SYSC 18 Whistleblowing — Compliance Review Questions

The Financial Conduct Authority (FCA) outlines requirements for whistleblowing procedures in SYSC 18 of its Systems and Controls section. These requirements aim to ensure that firms have effective arrangements in place for the protection of whistleblowers, encouraging a culture where people feel safe to raise concerns about potential misconduct. Here are 30 compliance questions designed to assess adherence to FCA SYSC 18 and related whistleblowing requirements:

Whistleblowing Policies and Procedures

1. Does the firm have a formal whistleblowing policy?
2. How is the whistleblowing policy communicated to all employees?
3. Are there clear procedures for making a whistleblowing report?
4. Is the whistleblowing policy accessible to external parties, such as contractors or suppliers?
5. How does the firm ensure the anonymity and confidentiality of whistleblowers?

Whistleblowing Channels

1. What channels are available for whistleblowers to report concerns (e.g., hotline, email, in-person)?
2. How does the firm ensure these channels are secure and confidential?
3. Is there an option for whistleblowers to report concerns externally?
4. How are the effectiveness and integrity of whistleblowing channels monitored?

Training and Awareness

1. What training is provided to employees regarding whistleblowing policies and procedures?
2. How are managers trained to handle whistleblowing reports?
3. Is there regular communication to staff to promote awareness and trust in the whistleblowing process?
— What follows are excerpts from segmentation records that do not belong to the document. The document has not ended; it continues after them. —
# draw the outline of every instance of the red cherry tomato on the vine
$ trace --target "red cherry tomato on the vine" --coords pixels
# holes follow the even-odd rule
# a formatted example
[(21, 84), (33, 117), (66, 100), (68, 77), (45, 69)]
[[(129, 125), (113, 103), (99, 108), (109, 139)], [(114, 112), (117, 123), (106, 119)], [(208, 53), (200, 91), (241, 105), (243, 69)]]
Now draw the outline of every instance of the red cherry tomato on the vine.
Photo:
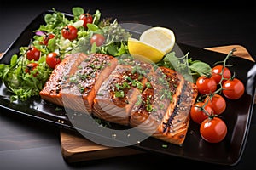
[[(29, 63), (26, 66), (25, 72), (30, 73), (31, 71), (33, 71), (37, 66), (38, 66), (38, 63)], [(37, 74), (34, 74), (33, 76), (37, 76)]]
[(201, 76), (196, 80), (196, 88), (201, 94), (210, 94), (216, 91), (217, 83), (212, 77)]
[(241, 98), (245, 91), (242, 82), (237, 78), (227, 80), (222, 88), (224, 95), (230, 99)]
[(41, 52), (36, 47), (28, 48), (28, 50), (26, 51), (26, 59), (28, 60), (34, 60), (35, 61), (38, 61), (40, 56), (41, 56)]
[(227, 134), (227, 125), (219, 117), (206, 119), (200, 126), (200, 134), (209, 143), (221, 142)]
[[(203, 109), (204, 104), (203, 102), (197, 102), (194, 104), (190, 109), (190, 117), (198, 124), (201, 124), (205, 119), (208, 118), (207, 113), (213, 114), (213, 110), (209, 105), (205, 105)], [(206, 113), (206, 111), (207, 111), (207, 113)]]
[(212, 69), (212, 77), (216, 81), (217, 84), (219, 83), (222, 75), (224, 78), (222, 81), (223, 84), (227, 79), (231, 77), (231, 71), (228, 67), (224, 67), (221, 65), (216, 65)]
[(85, 13), (85, 14), (81, 14), (79, 16), (79, 20), (84, 21), (83, 26), (84, 26), (84, 28), (87, 28), (87, 24), (88, 23), (91, 24), (92, 21), (93, 21), (92, 15), (90, 14), (89, 13)]
[(78, 29), (71, 25), (66, 26), (61, 30), (61, 35), (65, 39), (74, 40), (78, 37)]
[(105, 42), (105, 37), (102, 34), (94, 34), (90, 38), (90, 44), (92, 45), (94, 42), (97, 47), (102, 45)]
[(57, 53), (52, 52), (46, 56), (47, 65), (54, 69), (57, 64), (61, 63), (61, 60)]
[(52, 39), (52, 38), (54, 38), (54, 37), (55, 37), (55, 35), (54, 35), (54, 34), (51, 34), (51, 33), (46, 34), (46, 35), (44, 37), (43, 43), (44, 43), (44, 45), (47, 45), (49, 40), (50, 40), (50, 39)]
[(210, 105), (211, 108), (214, 110), (214, 113), (217, 115), (222, 114), (226, 109), (226, 100), (223, 96), (215, 94), (212, 96), (207, 96), (205, 99), (205, 103), (207, 102), (207, 105)]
Whistleblowing Investigations

1. What process does the firm follow upon receiving a whistleblowing report?
2. How are whistleblowing investigations conducted to ensure fairness and objectivity?
3. What measures are in place to protect whistleblowers from retaliation?
4. How does the firm ensure timely follow-up and resolution of whistleblowing reports?

Governance and Oversight

1. Who is responsible for overseeing the whistleblowing process (e.g., a whistleblowing champion)?
2. How does senior management demonstrate commitment to fostering a culture that supports whistleblowing?
3. What role does the board or audit committee play in overseeing the firm’s whistleblowing arrangements?

Record-Keeping and Reporting

1. How are records of whistleblowing reports and investigations maintained?
2. What safeguards are in place to protect the information contained in these records?
3. How does the firm report on whistleblowing to regulators and other external parties, where required?
4. Is there an annual review of whistleblowing cases and outcomes to identify patterns or systemic issues?

Feedback and Communication

1. How is feedback provided to whistleblowers, where possible, about the outcome of their report?
2. What channels are available for employees to provide feedback on the whistleblowing process?
3. How does the firm communicate the value and importance of whistleblowing in detecting and preventing misconduct?

External Whistleblowing

1. How are external whistleblowing reports (e.g., from clients or the public) handled compared to internal reports?
2. Is there guidance for dealing with whistleblowing reports received from external sources?

Continuous Improvement

1. What processes are in place for regularly reviewing and improving the whistleblowing arrangements?
2. How are lessons learned from whistleblowing cases integrated into broader risk management and compliance practices?

By systematically addressing these questions, compliance officers can ensure that their firm’s whistleblowing arrangements are robust, effective, and compliant with FCA SYSC 18. This not only helps in meeting regulatory expectations but also plays a crucial role in fostering an ethical culture and detecting and preventing misconduct within the organization.

Disclaimer: The information provided herein is solely for informational purposes and represents my own personal views. It should not be construed as legal or regulatory advice. For advice specific to your circumstances, please consult a qualified professional. Additionally, the opinions expressed are my own and do not reflect the views of my employer.